If you hold consents which comply with all the requirements of the GDPR then you may continue to process this information. However, where the consents cannot be shown to comply with the GDPR – which is probably more likely – you need to commence a re-permission exercise.

Each individual for whom you hold personal data should be contacted and asked to provide a renewed consent that will comply with the GDPR.

In order to meet the requirement of ‘informed’ consent you will have to provide a clear notice along with this request for consent which should include information on:

  • Your contact details and those of your data protection officer (if you have one);
  • Your legal basis for processing and the purposes of processing;
  • The details of any third parties who you may pass the data on to, particularly mentioning if the data will pass out of the European Economic Area (this might occur if you have a website host or backup facility outside the EEA);
  • How long you will store the data for;
  • The data subjects’ rights and how to access them including the right to withdraw consent, the right to lodge a complaint with the Data Protection Commissioner, and the existence of any automated decision-making including profiling.

This information will usually be contained in a Privacy Statement.

3. Delete any personal data where you have not received a fresh consent

Once you have given data subjects reasonable opportunity to provide or withdraw their consent, you should permanently delete the personal data of all data subjects who fail to respond or have positively said that they do not give their consent to your processing of their data.

You cannot rely on their failure to respond as an indication of their consent.

It is not enough to simply stop sending emails to the data subjects who have not given their consent.
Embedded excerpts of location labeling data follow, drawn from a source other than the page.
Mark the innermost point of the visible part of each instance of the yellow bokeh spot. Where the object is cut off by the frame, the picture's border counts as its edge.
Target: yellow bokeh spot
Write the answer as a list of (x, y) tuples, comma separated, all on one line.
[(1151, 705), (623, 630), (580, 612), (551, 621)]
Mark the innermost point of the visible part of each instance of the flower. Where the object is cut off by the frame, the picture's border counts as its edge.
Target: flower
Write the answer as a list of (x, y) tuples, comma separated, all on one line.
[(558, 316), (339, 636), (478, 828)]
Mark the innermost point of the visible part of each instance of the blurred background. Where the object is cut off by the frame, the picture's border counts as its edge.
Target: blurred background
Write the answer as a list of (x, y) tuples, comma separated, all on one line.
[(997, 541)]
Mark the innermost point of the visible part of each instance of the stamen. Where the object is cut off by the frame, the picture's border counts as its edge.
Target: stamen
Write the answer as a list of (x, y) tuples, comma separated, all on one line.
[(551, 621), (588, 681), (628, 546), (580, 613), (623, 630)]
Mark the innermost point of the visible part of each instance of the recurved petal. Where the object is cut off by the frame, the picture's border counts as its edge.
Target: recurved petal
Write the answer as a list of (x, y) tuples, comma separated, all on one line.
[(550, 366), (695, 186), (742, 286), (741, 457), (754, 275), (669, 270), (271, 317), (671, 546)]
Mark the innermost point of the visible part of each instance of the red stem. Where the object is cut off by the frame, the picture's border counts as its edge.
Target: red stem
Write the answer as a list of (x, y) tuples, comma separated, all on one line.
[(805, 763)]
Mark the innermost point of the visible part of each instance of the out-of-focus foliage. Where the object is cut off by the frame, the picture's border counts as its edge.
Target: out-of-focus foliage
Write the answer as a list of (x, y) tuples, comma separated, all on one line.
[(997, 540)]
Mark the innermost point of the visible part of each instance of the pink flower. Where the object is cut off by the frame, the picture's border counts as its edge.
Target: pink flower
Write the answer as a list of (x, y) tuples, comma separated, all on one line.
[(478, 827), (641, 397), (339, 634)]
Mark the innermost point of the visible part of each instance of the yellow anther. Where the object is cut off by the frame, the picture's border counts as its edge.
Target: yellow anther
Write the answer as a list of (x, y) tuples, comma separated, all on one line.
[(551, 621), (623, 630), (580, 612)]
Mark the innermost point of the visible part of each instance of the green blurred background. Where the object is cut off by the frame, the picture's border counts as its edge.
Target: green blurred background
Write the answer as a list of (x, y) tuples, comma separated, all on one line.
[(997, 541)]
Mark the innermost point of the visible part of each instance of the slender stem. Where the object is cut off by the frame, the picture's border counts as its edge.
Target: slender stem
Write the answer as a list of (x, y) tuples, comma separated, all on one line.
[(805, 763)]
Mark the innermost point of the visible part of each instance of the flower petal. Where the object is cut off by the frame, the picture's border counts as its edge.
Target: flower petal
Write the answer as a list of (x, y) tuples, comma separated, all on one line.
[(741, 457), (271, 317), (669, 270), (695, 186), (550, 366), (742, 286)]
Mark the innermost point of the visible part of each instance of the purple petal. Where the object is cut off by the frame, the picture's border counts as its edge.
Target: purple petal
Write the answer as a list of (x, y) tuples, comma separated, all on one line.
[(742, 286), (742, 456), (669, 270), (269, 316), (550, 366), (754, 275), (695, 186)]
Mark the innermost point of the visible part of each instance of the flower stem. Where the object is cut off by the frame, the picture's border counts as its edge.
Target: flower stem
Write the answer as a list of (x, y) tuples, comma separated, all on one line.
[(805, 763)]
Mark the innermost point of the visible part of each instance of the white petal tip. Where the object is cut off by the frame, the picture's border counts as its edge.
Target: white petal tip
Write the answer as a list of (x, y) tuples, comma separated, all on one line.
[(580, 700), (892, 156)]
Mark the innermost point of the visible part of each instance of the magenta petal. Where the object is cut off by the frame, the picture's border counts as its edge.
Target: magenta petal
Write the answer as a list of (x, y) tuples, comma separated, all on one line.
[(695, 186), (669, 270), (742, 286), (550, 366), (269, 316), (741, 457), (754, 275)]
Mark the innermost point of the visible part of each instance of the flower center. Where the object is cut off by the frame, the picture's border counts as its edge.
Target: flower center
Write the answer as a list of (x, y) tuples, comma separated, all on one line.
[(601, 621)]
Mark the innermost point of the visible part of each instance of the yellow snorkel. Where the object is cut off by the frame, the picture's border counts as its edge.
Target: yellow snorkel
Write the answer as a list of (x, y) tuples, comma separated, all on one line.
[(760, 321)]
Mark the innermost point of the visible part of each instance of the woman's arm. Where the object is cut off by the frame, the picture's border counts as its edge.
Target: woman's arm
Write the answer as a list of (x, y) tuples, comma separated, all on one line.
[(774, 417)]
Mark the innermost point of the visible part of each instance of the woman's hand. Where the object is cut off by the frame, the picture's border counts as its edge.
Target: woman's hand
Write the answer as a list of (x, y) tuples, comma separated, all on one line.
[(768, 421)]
By holding their personal data on a database you are processing this data, which you cannot do without a legal basis.

4. Keep clear records and maintain and implement policies and procedures

It is very important that you are in a position to demonstrate your compliance with the GDPR. You should keep clear records of the personal data you hold and the consents that have been obtained from each data subject.

You also need to ensure that you have clear privacy policies and procedures in place to show that you process personal data in compliance with the GDPR.

Procedures should be set up to ensure that personal data is deleted when consent is withdrawn and to deal with circumstances where data subjects exercise their rights to access, portability, erasure, rectification, objection and restriction.


Whilst this may seem like a daunting task and one that might result in you losing a number of your contacts there may be some positives to the new GDPR rules.

Businesses now have an opportunity to actively re-engage those customers or clients who are interested in receiving marketing information and lose those who are not interested.

It should also result in people receiving much fewer marketing emails in general, making it more likely that they will actually look at those they do receive.

There are also benefits to holding less data as it will make complying with obligations regarding record keeping and subject access requests a simpler and shorter process.

Eoghan Doyle is a partner at legal firm Philip Lee‘s corporate and commercial department.